Here’s a story I’ve been telling for years. On Saturday night you host a big dinner party at your home and your klutzy friend Freddy spills a big glass of red wine on your white carpet.  Years ago the payoff for this story would have been the flyer for the carpet cleaner that showed up in Monday’s mail, demonstrating that, with frequency, low cost direct mail will eventually hit your customer at the moment they need you.

Today, you’d search immediately online for a carpet cleaner (and hopefully Freddy would pay the bill).  The internet has given consumers an easy way to be proactive about our shopping, and we use it constantly.  Being at the top of the google search, or at least high up on the list, is like being the one carpet cleaning postcard in the mailbox on messy Monday.
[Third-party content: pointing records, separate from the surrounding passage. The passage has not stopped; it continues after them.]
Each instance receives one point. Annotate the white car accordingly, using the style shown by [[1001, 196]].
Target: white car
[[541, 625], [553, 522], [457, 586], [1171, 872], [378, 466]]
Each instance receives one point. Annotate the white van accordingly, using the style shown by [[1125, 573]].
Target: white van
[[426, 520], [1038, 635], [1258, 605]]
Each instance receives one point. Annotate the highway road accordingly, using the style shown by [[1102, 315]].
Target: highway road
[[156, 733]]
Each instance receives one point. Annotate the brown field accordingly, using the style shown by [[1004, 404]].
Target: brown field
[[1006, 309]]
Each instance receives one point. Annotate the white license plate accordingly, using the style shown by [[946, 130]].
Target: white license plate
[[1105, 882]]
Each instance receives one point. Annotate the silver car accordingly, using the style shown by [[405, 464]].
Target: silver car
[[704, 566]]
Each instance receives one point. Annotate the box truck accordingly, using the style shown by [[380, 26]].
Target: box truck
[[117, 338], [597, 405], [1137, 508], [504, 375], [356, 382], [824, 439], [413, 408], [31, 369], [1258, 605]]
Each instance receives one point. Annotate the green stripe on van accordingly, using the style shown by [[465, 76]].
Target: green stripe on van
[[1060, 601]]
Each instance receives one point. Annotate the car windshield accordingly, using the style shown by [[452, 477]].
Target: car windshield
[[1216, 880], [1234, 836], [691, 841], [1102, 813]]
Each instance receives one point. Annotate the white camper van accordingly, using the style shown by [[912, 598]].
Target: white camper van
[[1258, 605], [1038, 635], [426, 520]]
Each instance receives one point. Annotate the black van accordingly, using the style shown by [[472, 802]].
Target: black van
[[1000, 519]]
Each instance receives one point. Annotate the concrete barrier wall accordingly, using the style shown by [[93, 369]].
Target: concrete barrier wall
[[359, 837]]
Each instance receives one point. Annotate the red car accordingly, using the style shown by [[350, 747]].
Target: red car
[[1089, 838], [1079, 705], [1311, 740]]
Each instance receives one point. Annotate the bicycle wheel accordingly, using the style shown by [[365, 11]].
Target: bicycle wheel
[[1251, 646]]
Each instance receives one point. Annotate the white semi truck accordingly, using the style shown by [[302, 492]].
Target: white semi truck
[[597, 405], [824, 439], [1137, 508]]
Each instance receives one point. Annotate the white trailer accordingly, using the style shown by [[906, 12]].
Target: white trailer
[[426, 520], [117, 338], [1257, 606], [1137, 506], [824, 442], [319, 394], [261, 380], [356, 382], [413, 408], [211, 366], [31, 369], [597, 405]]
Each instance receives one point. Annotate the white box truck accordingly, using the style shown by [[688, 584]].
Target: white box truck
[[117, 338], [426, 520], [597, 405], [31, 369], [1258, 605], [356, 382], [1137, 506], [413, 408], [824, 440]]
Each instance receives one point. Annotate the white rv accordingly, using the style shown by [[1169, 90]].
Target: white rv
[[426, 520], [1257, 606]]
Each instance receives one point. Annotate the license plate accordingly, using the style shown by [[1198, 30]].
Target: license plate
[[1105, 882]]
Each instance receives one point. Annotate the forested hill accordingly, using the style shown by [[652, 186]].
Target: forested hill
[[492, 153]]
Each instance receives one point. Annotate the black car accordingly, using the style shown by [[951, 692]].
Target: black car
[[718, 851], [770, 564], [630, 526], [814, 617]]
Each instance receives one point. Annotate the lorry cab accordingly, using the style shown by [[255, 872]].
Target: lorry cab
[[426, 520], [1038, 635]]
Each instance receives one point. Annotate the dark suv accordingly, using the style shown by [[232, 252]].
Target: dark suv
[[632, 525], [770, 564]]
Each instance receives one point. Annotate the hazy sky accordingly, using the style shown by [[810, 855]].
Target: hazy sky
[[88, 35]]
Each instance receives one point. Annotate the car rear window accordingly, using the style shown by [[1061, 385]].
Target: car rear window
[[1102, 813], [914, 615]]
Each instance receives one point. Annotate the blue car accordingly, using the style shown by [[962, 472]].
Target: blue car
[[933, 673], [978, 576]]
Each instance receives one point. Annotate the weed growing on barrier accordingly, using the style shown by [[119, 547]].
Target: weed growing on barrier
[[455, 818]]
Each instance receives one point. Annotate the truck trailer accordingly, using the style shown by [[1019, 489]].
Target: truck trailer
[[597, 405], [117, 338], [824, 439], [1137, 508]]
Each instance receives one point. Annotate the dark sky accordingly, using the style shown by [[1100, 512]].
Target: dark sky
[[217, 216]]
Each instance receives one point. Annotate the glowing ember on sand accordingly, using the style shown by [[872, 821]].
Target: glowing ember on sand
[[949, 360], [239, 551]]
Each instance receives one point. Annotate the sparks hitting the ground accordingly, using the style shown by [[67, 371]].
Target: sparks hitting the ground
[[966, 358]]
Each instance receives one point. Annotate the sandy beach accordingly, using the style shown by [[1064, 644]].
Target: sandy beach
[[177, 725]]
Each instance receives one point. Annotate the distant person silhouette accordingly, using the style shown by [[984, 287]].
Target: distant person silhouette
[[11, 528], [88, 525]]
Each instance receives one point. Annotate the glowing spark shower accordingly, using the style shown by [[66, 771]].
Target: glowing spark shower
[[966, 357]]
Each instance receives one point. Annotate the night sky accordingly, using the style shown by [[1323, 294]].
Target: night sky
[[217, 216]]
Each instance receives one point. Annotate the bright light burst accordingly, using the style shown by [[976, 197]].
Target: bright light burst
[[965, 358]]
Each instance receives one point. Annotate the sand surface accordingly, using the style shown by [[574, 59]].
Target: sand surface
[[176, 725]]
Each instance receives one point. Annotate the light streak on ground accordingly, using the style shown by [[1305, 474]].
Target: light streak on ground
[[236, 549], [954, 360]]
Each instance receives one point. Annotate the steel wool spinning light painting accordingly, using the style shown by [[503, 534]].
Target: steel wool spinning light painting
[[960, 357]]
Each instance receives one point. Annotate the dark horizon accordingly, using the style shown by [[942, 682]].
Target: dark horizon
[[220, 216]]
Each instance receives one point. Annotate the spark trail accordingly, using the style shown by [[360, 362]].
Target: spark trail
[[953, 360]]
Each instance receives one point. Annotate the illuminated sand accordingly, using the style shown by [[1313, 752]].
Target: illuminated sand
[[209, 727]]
And social media is great for search engine optimization.  Make sure to use key words and tags that you’d want people to find you with.  Create backlinks with other sites.   I’m oversimplifying when I say that increased presence in cyberspace means a higher ranking with Google, but that’s the basic concept.

Define your plan so you can see it work

I’d encourage you to test the waters a little and see what’s out there.  But before diving in and splashing around with energy but no direction, sit down and develop some specific objectives for social media.  A great feature of this tactic is its measurability – you can set targets for the number of visitors, fans, time on your site and see your results!